How many voices does Kokoro TTS support?

Kokoro offers 29 English voices (American and British English) from a single 86MB model. Each voice has distinct pitch, cadence, and style characteristics. The phonemizer npm package only ships English eSpeak-NG dictionary data, so only English voices are available.

How large is the Kokoro TTS model download?

The default q8 quantized Kokoro model is 86MB. The full fp32 version is 326MB. At 82M parameters, it is compact enough to cache in IndexedDB for instant offline use after the first download.

Can I control the speech speed with Kokoro?

Yes. Kokoro supports speed control from 0.5x to 2.0x at synthesis time, without post-processing artifacts.
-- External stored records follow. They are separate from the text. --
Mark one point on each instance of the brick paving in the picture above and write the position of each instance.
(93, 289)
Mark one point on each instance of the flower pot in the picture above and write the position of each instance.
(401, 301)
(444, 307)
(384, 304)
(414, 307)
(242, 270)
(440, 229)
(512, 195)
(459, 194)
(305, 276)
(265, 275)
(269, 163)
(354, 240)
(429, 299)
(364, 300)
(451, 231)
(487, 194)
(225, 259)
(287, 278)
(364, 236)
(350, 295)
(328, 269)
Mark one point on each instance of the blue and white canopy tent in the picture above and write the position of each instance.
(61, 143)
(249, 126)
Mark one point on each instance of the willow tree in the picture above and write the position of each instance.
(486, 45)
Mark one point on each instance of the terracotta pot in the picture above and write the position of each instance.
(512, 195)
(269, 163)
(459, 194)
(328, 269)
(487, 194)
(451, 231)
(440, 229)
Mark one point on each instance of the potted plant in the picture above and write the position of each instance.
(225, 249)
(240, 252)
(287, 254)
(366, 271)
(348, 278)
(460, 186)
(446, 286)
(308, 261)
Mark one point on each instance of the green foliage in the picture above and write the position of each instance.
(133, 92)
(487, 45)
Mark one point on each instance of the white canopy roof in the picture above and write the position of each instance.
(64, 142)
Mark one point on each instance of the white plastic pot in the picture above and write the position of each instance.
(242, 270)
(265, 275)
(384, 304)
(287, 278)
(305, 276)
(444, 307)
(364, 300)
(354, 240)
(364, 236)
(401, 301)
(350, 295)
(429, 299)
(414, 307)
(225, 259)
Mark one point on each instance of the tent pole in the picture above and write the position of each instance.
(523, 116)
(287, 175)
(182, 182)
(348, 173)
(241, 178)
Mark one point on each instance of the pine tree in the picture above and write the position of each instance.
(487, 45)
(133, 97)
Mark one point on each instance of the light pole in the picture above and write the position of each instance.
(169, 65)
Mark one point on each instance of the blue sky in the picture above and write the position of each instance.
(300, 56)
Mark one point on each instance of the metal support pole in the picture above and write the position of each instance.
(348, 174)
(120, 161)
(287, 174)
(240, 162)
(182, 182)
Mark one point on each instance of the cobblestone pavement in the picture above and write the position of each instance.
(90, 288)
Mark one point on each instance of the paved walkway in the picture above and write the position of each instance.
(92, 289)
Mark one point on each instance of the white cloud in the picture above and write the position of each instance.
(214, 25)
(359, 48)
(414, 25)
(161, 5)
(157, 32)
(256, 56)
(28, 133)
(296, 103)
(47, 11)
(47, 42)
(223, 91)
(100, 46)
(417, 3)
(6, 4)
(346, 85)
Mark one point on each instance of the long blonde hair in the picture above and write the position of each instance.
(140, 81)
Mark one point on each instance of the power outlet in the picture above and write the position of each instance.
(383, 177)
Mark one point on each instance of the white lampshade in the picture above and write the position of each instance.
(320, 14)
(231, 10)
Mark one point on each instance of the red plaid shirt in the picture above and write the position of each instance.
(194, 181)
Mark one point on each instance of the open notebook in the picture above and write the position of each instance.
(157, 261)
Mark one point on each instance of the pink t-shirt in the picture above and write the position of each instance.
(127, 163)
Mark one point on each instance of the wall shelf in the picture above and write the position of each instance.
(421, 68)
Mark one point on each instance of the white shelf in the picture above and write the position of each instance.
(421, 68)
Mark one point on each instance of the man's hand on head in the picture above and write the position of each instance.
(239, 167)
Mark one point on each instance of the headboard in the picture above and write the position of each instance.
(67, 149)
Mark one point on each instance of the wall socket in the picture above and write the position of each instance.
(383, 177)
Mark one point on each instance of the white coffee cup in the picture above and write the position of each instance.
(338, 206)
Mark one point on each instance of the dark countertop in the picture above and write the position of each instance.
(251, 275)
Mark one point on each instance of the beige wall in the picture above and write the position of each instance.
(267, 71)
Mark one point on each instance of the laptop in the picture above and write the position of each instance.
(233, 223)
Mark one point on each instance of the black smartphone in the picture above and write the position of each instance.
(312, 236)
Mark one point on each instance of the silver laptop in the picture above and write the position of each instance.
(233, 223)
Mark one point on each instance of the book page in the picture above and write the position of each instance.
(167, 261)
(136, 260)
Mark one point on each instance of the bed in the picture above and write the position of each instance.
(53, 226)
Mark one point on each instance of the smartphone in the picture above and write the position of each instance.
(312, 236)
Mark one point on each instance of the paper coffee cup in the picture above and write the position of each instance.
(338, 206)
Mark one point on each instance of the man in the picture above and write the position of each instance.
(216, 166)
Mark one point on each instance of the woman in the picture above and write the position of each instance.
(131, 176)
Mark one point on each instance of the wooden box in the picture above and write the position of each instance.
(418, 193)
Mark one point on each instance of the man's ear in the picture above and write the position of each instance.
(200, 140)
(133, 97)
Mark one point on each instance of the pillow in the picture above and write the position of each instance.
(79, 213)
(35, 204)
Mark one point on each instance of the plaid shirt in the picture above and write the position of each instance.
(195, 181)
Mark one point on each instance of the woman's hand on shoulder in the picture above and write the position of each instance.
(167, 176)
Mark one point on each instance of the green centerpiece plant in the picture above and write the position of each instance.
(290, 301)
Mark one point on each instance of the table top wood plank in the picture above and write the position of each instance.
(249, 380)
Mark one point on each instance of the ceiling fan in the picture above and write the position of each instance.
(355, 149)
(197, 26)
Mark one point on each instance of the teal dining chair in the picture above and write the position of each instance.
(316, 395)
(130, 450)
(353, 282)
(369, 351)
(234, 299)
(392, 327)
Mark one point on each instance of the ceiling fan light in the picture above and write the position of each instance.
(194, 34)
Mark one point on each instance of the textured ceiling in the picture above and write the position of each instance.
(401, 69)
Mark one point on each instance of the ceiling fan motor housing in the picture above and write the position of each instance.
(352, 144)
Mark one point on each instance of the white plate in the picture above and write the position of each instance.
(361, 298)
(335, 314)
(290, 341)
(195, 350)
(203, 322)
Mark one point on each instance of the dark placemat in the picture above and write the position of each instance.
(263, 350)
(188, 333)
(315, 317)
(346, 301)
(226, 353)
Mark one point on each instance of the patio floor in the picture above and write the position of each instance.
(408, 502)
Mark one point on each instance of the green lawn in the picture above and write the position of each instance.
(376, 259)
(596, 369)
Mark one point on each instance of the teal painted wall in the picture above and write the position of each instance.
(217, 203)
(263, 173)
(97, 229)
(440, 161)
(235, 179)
This is useful for slow narration for accessibility or fast playback for productivity tools.

Does Kokoro TTS require WebGPU?

No. Kokoro runs through Transformers.js on WASM and works in all supported browsers including Chrome, Firefox, Safari, and Edge without requiring WebGPU.

How does Kokoro quality compare to cloud TTS services?

Kokoro produces remarkably natural-sounding 24kHz audio that competes with cloud TTS services costing $4-16 per million characters. The phonemizer-backed pipeline improves pronunciation accuracy, though it does not yet match premium neural voices from ElevenLabs or Google's Neural2 tier.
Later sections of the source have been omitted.